Update on the NRA Update: A liberal, anti-NRA group had spotlighted the supposedly anti-minority quote picked up last Friday by CBS News. On the June 5 CBS Evening News reporter Jim Stewart highlighted how Charlton Heston's NRA ascendency "comes at a time when the actor's own politics is under fire. Last December Heston stunned some of his old friends with a speech filled with bitterness for some minorities." See the June 9 CyberAlert for the full quote. Carl Geib of Plano, Texas alerted me where to find the entire Heston speech. Now, thanks to Dave Kopp (www.van-kopp.com) we know how Stewart most likely found the Heston quote: It's featured on a special anti-Heston Web page set up by the Violence Policy Center. The site (http://www.vpc.org/nrainfo/index.html) features video and audio clips as well as text of the portions of the speech VPC found incriminating. "Stunned some of his old friends," claimed Stewart. More like pleased some of his enemies.

cyberno1.gif (1096 bytes) All the networks Tuesday night pointed out how the photos of Monica Lewinsky in Vanity Fair had upset her new lawyers and hurt her image as a victim. CBS, FNC and NBC added an exclusive angle to the Lewinsky story: CBS that Secret Service officers have been sitting for depositions with Starr's office, FNC that Starr's office has given Lewinsky's new lawyers a time limit to make a deal, and NBC that two courts have secretly ruled that Lewinsky most likely lied in her affidavit in which she denied sex with Clinton.
      ABC led with Lewinsky and dedicated it's "A Closer Look" to China's forced abortions, a policy Peter Jennings tried to rationalize. (See item #2). CBS and NBC began with Clinton's signing of the big highway bill. The new Children's Scholarship Fund topped CNN and was featured on NBC. The brutal murder in Texas of a black man dragged behind a pick up by two white men led FNC and generated full stories on the other networks.

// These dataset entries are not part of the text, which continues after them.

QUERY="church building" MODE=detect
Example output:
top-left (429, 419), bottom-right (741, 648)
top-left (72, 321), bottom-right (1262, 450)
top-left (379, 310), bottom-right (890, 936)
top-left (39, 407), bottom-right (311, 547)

      Some highlights from the Tuesday, June 9 evening shows:

      -- Jackie Judd started the show by explaining how Lewinsky lawyers Plato Cacheris and Jacob Stein spent several hours at Starr's office: "On the table: discussions about full immunity for Monica Lewinsky if she will testify in detail to what Starr believes is the truth about her relationship with President Clinton."
      On the impact of the photos, Judd found: "The notion that Lewinsky is a victim in this scandal may have been undercut a little bit today by these provocative pictures published by Vanity Fair magazine...Lewinsky's ex-lawyer, William Ginsburg, approved the photo shoot and it was one reason for his removal from the case."
      Judd then noted the fifth appearance before the grand jury by Vernon Jordan.

      -- CBS Evening News led with the highway bill signed by Clinton. "Bill Plante has more about how this election year plum filled with pork affects you," promised Dan Rather. Plante began: "They talk a lot in Washington about fiscal responsibility. But that didn't stop the President from signing the biggest public works bill in history -- $216 billion over six years..."

      Later, Rather plugged "exclusive new information" on the Monica front. Scott Pelley announced:

      "Tonight we know for the first time that secretly over the last several weeks Ken Starr's prosecutors have been interviewing a large number of Secret Service officers." About 20 have been sitting for depositions, Pelley added, explaining: "Multiple sources tell CBS News the officers have been telling investigators about Monica Lewinsky at the White House. Some officers have acknowledged clearing her in through security and escorting her through the building. The officers have drawn the line, however, when asked about their observations of the President and his interaction with Ms. Lewinsky and others..."

      Still, Pelley noted, they have corroborated some claims by Lewinsky. On the photos, Pelley suggested: "Fresh evidence of Lewinsky's predicament came today in the pages of Vanity Fair..."

      -- CNN's The World Today at 8pm ET began with the Children's Scholarship Fund established for 50,000 poor kids by Ted Forstmann and John Walton. Bob Franken handled the Lewinsky front, offering this assessment: "Many are saying that the new lawyers are trying to undue the damage of the old one. For instance: the photo-spread in July's Vanity Fair" which doesn't portray someone under siege.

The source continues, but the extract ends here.